Zynga's stock is stuck in the doldrums and it's shuttering 11 older games like PetVille and Indiana Jones Adventure World that failed to keep large audiences. It's just more bad news in a year full of bad news for Zynga.
2011 was a very good year. Zynga had just gone public. The paint had barely dried on its gleaming, brick-clad Dog House headquarters on the western edge of San Francisco's South of Market district—one of the hottest destinations for talent from within and without the video-game industry.
Since then, investors wiped $10 billion off Zynga's market cap. Executives and creative talent fled, as did players. New games were slow to come out. Acquisitions like OMGPOP soured. Zynga closed some of its offices and laid off employees. And Facebook and Zynga ripped up their special relationship, leaving Zynga as just one of many games makers on the social network's platform.
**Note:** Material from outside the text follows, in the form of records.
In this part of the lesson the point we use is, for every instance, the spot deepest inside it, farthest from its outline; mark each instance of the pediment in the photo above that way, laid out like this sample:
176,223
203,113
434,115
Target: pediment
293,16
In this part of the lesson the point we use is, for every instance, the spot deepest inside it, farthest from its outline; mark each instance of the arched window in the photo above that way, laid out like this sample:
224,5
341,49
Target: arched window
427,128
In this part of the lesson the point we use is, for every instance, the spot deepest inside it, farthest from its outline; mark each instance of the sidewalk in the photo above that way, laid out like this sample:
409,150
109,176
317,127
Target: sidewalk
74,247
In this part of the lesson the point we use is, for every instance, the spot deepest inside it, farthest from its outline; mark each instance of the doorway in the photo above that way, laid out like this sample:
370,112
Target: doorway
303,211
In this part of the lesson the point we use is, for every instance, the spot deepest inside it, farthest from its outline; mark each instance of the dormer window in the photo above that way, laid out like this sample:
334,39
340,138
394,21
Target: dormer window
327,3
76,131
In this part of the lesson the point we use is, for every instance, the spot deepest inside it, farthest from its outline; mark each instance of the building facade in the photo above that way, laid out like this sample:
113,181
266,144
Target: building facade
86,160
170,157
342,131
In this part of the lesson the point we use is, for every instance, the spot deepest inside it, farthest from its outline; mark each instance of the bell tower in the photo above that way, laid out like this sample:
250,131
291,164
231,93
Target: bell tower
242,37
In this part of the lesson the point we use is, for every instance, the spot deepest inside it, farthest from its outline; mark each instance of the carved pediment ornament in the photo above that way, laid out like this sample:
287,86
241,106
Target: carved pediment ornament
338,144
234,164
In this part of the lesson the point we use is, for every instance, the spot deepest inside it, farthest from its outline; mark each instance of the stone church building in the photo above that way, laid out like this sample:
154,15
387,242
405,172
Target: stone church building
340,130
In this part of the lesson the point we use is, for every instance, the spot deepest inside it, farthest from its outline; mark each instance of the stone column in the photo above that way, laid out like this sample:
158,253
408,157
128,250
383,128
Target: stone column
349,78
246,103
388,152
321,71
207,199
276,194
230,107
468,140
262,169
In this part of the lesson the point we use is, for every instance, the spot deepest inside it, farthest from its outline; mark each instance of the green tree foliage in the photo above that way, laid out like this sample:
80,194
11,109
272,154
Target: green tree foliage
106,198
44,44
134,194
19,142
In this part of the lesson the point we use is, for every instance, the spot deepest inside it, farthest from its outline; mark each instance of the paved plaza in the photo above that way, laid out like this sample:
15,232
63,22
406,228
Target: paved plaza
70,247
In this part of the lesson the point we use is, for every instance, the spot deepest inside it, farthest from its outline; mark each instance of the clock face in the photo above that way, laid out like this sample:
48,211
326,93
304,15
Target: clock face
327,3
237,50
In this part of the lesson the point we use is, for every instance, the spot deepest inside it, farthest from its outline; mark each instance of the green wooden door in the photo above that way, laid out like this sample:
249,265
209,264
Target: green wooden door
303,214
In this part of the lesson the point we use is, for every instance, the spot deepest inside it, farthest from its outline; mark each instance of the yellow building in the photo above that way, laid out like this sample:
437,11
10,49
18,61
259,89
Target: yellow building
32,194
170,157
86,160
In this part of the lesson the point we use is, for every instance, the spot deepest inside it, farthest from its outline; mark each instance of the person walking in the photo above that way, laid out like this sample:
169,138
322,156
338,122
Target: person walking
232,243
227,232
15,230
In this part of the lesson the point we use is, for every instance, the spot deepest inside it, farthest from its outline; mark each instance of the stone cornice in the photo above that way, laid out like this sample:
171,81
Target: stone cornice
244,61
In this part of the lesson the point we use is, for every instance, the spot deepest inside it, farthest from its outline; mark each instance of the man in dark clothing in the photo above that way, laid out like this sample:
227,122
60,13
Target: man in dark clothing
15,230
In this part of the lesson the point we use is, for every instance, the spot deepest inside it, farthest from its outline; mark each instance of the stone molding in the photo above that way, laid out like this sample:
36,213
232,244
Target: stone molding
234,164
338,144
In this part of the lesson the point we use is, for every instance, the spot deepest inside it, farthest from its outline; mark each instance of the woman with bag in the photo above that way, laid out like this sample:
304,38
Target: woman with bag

There were some bright spots. Zynga made progress on getting into real-money gaming—that is, gambling. It swiftly filled holes in its executive lineup with new leaders. It showed signs of a creative renaissance with new games. And it remains far and away the largest player in social games.
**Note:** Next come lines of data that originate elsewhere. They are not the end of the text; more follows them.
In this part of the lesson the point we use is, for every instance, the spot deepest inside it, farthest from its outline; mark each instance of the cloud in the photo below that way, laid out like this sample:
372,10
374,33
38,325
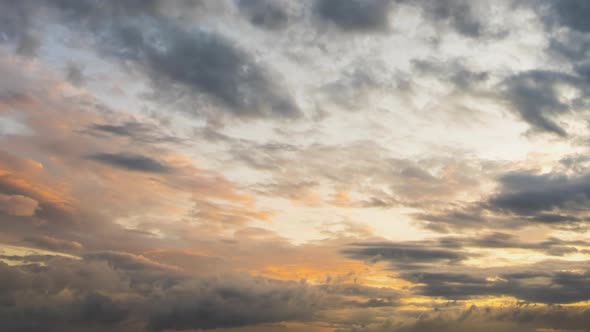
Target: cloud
133,162
122,291
266,14
52,243
18,205
458,14
355,15
541,196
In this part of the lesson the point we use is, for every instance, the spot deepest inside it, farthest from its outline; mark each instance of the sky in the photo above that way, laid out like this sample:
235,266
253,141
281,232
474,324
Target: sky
295,166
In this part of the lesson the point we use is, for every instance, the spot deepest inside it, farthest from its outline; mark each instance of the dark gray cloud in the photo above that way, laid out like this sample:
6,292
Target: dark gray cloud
136,131
458,14
534,95
355,15
126,292
554,287
133,162
181,62
265,14
542,196
570,13
404,253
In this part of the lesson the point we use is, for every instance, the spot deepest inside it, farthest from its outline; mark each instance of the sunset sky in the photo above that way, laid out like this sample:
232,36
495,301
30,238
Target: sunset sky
295,166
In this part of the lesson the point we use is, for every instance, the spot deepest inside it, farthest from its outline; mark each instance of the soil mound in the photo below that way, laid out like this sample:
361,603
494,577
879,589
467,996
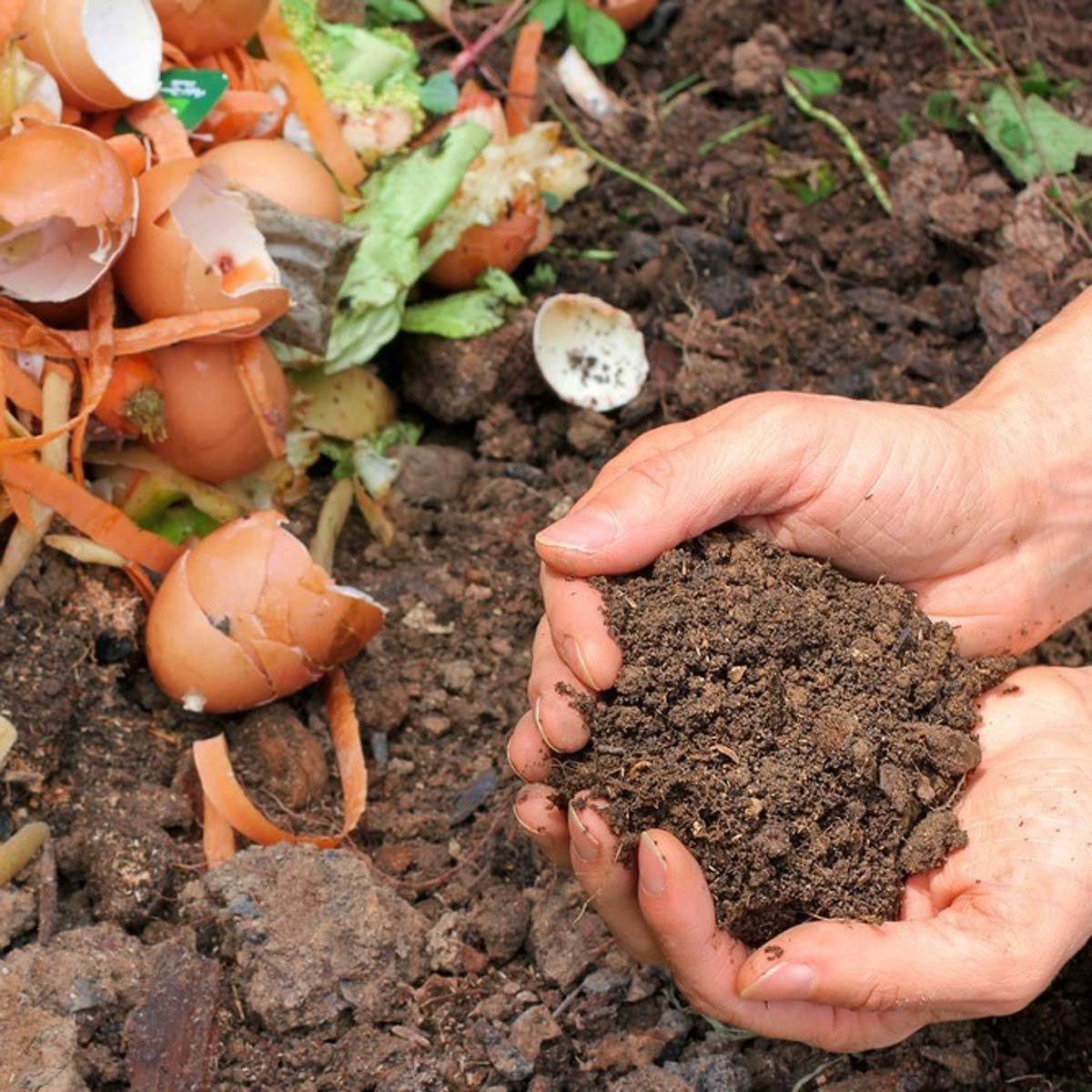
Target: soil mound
803,733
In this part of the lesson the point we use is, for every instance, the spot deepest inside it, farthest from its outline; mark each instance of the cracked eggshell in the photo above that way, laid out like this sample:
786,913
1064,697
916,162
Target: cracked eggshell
68,207
206,26
197,249
591,354
212,432
104,54
246,617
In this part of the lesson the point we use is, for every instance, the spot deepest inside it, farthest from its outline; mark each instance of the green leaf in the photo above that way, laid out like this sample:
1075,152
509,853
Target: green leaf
385,12
1032,137
440,94
944,109
541,277
816,186
1036,81
467,314
816,83
549,12
600,38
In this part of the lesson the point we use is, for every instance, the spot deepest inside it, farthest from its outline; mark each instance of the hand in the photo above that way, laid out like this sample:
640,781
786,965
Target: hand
981,936
982,508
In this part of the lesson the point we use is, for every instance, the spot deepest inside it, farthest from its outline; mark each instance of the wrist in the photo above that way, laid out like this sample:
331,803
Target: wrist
1030,416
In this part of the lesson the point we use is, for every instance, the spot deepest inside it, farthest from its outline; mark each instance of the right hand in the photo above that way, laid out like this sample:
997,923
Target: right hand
980,508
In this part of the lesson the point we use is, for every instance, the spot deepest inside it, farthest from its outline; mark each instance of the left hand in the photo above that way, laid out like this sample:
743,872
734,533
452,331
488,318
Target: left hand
981,936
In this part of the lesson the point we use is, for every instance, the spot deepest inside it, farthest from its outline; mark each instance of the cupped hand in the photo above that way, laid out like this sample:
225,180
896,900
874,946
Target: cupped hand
981,936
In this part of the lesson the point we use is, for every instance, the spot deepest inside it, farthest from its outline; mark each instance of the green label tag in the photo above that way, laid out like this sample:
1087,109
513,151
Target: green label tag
189,93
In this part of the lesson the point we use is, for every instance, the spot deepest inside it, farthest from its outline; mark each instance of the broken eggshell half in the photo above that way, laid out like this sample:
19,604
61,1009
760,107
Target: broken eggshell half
246,617
591,354
104,54
68,207
197,249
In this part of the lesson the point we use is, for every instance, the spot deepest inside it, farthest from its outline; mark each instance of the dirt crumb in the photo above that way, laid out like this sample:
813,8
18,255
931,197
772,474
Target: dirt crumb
803,733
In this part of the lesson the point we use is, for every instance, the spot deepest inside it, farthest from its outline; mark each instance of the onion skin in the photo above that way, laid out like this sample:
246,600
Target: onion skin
246,617
212,432
206,26
161,273
281,173
626,14
503,246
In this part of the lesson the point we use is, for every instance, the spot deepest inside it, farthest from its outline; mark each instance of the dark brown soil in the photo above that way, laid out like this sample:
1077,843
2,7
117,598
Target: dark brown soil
257,976
803,733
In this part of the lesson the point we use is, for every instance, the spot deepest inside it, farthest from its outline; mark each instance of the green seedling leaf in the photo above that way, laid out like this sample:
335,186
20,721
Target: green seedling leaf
1032,137
1036,81
600,38
541,278
944,109
816,186
385,12
440,94
816,83
549,12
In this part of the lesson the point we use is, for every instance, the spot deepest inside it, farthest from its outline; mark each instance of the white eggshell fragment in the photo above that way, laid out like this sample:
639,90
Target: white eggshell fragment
590,353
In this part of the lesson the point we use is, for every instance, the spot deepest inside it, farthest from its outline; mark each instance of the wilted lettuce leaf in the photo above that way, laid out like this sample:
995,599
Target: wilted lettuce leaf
399,201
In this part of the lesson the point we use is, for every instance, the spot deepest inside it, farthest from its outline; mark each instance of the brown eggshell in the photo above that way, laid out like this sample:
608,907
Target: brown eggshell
61,170
282,173
162,274
626,14
53,33
205,26
183,643
500,246
212,432
74,189
212,628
But it's left with a sense of wasted time and lost promise, with Wall Street setting a clock on CEO Mark Pincus's time at the top of the company.
January started off with a whiff of optimism about real-money gaming
Rumors spread that Zynga would get into online gambling, a billion-dollar revenue opportunity, though sources within the company batted those down.
It launched Hidden Chronicles, a new, more sophisticated social game, and Scramble With Friends
Hidden Chronicles ended up disappointing. It peaked at 33 million monthly active users and has since dropped to 5 million. Scramble With Friends, an extension of the Words With Friends franchise, has struggled, too, barely staying in the top 50 on Apple's ranking of mobile games.
And Zynga seemed to have the talent momentum, too
Zynga hired away Barry Cottle, a top online-games executive, from Electronic Arts. This hire stuck: After some shakeups, Cottle is now chief revenue officer.